Fiermonti v. Otis Elevator Co.

In an action to recover damages for personal injuries, etc., the defendant appeals from an order of the Supreme Court, Westchester County (Smith, J.), dated March 24, 2011, which denied its motion for summary judgment dismissing the complaint.

Ordered that the order is affirmed, with costs.

The injured plaintiff allegedly sustained personal injuries when the freight elevator he was riding suddenly dropped 8 to 12 inches as he was attempting to step out of the elevator car while pushing a dolly. The plaintiff and his wife, suing derivatively, commenced this action against the defendant, Otis Elevator Company (hereinafter Otis), the company retained to service and maintain the elevator, claiming that the sudden misleveling of the elevator car was caused by Otis’s negligent failure to maintain the elevator in a safe condition. The Supreme Court denied Otis’s motion for summary judgment dismissing the complaint.

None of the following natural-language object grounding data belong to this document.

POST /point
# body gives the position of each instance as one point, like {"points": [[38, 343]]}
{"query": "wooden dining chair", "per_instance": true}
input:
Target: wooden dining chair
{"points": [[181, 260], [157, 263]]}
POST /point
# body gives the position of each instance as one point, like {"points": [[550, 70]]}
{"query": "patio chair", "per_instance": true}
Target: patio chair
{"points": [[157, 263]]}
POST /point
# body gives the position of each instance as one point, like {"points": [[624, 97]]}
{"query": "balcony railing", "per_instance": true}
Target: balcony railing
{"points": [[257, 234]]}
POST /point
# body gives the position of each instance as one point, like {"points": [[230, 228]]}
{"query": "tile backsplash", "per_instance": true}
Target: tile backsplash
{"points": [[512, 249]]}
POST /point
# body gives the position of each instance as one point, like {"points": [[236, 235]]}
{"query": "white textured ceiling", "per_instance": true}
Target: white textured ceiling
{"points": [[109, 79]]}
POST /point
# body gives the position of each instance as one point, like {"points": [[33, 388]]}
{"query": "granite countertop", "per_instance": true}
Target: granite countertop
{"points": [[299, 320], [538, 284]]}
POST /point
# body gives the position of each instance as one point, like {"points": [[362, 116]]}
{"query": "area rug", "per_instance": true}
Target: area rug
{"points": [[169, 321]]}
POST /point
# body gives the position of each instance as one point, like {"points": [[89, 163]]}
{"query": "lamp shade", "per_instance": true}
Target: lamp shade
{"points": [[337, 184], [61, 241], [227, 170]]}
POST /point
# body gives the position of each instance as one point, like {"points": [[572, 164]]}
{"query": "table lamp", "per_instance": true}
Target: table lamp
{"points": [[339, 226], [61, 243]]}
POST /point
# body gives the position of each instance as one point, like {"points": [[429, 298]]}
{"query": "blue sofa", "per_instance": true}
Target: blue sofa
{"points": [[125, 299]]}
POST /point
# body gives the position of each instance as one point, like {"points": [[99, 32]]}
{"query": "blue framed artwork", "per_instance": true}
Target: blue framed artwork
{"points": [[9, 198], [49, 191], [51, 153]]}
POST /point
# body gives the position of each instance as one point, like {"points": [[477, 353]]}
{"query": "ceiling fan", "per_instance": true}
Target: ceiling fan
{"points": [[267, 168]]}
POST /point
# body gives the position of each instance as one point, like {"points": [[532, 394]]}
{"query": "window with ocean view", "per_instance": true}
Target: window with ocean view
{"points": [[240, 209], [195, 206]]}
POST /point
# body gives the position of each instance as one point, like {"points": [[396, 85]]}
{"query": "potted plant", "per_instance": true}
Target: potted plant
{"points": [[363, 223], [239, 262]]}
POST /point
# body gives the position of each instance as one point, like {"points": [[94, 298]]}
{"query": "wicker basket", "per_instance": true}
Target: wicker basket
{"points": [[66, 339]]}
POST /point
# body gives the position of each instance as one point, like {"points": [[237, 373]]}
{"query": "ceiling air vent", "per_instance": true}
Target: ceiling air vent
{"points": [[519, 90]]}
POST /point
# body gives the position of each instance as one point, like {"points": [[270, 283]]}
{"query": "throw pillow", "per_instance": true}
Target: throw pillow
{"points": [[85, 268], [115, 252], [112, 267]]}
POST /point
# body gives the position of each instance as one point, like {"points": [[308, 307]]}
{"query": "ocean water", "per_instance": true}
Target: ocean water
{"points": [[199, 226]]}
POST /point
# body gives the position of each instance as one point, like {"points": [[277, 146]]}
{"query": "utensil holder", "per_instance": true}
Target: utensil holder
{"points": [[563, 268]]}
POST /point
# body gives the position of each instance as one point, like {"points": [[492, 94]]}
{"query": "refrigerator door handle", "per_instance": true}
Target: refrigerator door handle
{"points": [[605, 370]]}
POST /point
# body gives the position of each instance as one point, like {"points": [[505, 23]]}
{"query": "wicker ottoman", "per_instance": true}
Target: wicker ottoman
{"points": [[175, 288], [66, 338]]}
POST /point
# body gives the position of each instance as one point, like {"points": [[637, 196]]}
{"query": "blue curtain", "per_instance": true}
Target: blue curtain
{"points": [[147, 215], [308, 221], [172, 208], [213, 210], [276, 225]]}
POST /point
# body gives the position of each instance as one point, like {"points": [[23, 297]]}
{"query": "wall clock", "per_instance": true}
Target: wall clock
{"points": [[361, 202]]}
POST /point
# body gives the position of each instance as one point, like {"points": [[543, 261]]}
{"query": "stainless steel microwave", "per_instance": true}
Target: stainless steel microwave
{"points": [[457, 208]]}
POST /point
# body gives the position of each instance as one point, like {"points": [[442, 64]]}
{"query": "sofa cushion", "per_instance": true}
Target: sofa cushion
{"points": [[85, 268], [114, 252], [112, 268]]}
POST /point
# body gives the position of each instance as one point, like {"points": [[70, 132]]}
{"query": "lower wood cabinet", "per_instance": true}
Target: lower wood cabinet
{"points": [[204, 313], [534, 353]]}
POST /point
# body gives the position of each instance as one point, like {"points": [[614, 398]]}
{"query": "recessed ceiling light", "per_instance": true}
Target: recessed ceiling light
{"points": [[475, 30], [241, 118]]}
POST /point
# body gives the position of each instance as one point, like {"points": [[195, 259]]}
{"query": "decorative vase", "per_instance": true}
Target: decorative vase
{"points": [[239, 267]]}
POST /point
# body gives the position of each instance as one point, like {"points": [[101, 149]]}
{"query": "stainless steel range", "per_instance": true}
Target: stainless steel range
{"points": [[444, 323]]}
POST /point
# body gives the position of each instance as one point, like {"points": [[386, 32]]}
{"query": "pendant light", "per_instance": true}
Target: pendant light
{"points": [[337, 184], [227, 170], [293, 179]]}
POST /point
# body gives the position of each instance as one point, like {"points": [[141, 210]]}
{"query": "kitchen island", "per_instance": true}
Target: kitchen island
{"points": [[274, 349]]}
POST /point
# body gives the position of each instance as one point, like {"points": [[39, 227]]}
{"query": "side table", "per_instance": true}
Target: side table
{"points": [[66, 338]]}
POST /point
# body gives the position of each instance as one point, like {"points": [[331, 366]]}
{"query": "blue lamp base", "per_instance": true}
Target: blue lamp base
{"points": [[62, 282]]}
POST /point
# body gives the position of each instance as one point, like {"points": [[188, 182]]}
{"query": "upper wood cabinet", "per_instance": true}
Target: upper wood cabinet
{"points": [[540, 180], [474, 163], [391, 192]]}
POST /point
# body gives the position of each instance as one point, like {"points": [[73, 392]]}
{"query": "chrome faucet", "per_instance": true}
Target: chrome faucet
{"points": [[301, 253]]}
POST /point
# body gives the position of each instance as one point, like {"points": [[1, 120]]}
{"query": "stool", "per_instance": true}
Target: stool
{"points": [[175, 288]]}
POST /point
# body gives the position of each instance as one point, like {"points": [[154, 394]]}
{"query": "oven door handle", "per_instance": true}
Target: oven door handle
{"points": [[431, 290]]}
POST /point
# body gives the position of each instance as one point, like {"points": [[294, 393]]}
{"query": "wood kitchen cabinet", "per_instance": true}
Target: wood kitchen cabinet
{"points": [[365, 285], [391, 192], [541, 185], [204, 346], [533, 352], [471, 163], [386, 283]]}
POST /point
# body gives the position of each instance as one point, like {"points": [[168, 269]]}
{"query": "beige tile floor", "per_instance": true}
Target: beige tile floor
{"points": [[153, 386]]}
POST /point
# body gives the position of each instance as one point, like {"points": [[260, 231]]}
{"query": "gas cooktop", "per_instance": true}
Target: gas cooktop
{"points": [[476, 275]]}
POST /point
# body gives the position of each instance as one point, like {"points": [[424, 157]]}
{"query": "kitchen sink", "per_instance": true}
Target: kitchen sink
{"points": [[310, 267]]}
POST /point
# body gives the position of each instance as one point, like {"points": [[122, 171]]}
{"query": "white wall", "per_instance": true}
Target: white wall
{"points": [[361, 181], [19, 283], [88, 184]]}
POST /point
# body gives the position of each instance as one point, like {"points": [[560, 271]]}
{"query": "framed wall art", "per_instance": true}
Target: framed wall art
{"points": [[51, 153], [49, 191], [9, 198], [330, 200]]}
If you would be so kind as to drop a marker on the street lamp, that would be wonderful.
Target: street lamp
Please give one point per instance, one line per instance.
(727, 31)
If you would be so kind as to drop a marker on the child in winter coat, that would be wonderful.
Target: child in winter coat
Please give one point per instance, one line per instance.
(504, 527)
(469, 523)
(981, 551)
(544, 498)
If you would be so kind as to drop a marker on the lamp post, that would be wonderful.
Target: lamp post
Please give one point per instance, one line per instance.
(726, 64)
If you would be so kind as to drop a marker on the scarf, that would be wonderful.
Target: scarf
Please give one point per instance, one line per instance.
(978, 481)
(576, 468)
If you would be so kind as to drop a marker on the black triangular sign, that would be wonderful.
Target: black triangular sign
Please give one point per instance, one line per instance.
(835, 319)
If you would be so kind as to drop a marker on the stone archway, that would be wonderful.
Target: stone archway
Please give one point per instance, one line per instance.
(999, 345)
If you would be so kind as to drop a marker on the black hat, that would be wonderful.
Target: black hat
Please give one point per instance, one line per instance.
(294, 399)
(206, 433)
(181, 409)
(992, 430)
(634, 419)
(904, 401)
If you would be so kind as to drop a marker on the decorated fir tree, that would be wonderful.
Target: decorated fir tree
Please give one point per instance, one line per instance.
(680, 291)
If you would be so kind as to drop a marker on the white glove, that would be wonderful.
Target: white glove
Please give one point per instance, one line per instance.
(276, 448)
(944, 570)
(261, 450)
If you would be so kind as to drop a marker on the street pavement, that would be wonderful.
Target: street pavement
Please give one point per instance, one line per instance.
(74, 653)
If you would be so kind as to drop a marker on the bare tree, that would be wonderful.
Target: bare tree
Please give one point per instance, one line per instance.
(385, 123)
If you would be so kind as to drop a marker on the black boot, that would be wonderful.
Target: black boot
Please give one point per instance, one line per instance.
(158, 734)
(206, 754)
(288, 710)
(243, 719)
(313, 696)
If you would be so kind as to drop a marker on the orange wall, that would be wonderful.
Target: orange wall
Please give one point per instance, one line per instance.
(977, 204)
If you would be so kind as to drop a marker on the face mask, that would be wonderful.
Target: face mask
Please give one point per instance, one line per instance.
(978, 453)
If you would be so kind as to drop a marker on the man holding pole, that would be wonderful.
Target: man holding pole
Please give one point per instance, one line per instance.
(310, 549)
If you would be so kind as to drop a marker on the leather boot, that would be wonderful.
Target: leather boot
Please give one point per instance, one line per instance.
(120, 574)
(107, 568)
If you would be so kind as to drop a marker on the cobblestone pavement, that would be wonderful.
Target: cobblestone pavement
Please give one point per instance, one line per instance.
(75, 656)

“An elevator company which agrees to maintain an elevator in safe operating condition may be liable to a passenger for failure to correct conditions of which it has knowledge or failure to use reasonable care to discover and correct a condition which it ought to have found” (Rogers v Dorchester Assoc., 32 NY2d 553, *692559 [1973]; see Devito v Centennial El. Indus., Inc., 90 AD3d 595 [2011]; Cilinger v Arditi Realty Corp., 11 AD3d 880, 882-883 [2010]). Although Otis established, prima facie, that it did not have actual or constructive notice of the alleged defective condition of the elevator that would cause it to abruptly mislevel (see Carrasco v Millar El. Indus., 305 AD2d 353, 354 [2003]; Gaspard v Barkly Coverage Corp., 65 AD3d 1188, 1189 [2009]; Narvaez v New York City Hous. Auth., 62 AD3d 419 [2009]), the Supreme Court properly determined that the plaintiffs, in opposition, raised a triable issue of fact regarding notice of such defective condition (see Miguel v 41-42 Owners Corp., 57 AD3d 488 [2008]; Hall v Barist El. Co., 25 AD3d 584 [2006]; Gurevich v Queens Park Realty Corp., 12 AD3d 566 [2004]).

Similarly, the Supreme Court correctly determined that the plaintiffs raised a triable issue of fact as to whether or not Otis was liable under the doctrine of res ispa loquitur. Proof that the sudden misleveling of the elevator was an occurrence that would not ordinarily occur in the absence of negligence, that the maintenance and service of the elevator was within the exclusive control of Otis, and that no act or negligence on the injured plaintiff s part contributed to the happening of the accident, is a basis for liability under the doctrine of res ipsa loquitur (see Morejon v Rais Constr. Co., 1 NY3d 203, 211-212 [2006]; Kambat v St. Francis Hosp., 89 NY2d 489, 494-495 [1997]; Devito v Centennial El. Indus., Inc., 90 AD3d at 595-596; Fyall v Centennial El. Indus., Inc., 43 AD3d 1103, 1104 [2007]; Gurevich v Queens Park Realty Corp., 12 AD3d at 567; Ardolaj v Two Broadway Land Co., 276 AD2d 264 [2000]; Garrido v International Bus. Mach. Corp. [IBM], 38 AD3d 594 [2007]; Bigio v Otis El. Co., 175 AD2d 823, 824 [1991]).

Accordingly, the Supreme Court properly denied Otis’s motion for summary judgment dismissing the complaint. Skelos, J.P, Belen, Lott and Miller, JJ., concur.